MARMARA Grubu’nun düzenlediği iftar yemeği olağanın dışında bir olaydı.
Pazartesi günkü geleneksel iftarın özelliği, dünyanın çeşitli ülkelerinden gelen değişik dinlere mensup 17 ruhani lideri ve bilimadamını bir araya getirmesiydi.
Salonda oluşan mozaik gerçekten de ramazanın hoşgörü ve paylaşım felsefesine büyük bir anlam katıyordu.
Müslüman, Hıristiyan, Musevi dinlerini temsil eden ruhani liderler ile bilim adamları yaptıkları konuşmalarda günümüzde dinlerin düşmanlığın değil barışın nedeni olması gerektiğini vurguladılar.
Ve bunun örneğini ramazan duası yapılırken hep birlikte Tanrı’ya yönelerek gösterdiler.
Oruç tutmayan Hıristiyan ile Museviler Müslümanlarla birlikte iftar yaptılar.

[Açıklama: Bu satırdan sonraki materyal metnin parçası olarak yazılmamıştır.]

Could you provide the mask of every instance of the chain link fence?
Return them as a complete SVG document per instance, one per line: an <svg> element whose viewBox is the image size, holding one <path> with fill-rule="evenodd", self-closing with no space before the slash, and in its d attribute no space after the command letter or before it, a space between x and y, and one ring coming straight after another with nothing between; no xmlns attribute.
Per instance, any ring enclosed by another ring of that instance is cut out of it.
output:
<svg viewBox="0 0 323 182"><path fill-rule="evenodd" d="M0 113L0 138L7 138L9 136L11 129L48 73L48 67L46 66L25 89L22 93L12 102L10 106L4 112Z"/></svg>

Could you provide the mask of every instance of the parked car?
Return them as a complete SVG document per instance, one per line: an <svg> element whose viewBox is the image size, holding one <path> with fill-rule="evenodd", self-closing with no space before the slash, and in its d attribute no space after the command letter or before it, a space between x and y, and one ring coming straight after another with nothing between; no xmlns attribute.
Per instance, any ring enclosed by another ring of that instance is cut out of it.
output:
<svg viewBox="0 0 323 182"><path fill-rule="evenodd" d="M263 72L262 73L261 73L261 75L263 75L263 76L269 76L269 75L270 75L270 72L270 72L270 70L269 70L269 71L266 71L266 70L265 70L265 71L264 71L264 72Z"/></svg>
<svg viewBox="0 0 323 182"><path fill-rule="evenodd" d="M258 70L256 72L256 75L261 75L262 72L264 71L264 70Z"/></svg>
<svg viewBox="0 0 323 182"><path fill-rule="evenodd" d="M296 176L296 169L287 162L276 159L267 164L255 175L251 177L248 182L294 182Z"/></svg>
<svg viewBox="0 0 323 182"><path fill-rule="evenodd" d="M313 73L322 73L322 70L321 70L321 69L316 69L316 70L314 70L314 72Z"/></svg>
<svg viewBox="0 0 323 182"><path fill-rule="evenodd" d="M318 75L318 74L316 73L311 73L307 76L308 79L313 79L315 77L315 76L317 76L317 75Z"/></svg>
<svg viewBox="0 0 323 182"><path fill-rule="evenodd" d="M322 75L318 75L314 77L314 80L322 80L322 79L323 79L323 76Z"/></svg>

İftar sonrasındaki konuşmalar ve dile getirilen dilekler, dinler arası barışın dünya huzuru için ne kadar önemli olduğunu bir kez daha ortaya koydu.
Şurası bir gerçek ki, dini liderler aralarındaki diyalog yoğunlaştırabilirse dünya barışı için çok önemli adımlar atılabilir.
İftara katılımın beklenenin çok üzerinde olması, Marmara Grubu’nun ne kadar önemli bir görevi yerine getirdiğinin bir göstergesiydi.
Görülmesi, yaşanması gereken bir iftardı.
* * *
Ramazan ayı sürekli yinelendiği gibi gerçekten de on bir ayın sultanıdır.
Bu kutsal ay, insanların günlük yaşamlarını da etkiliyor. Çünkü ramazanda ruhlar derin bir dinginliğe bürünüyor.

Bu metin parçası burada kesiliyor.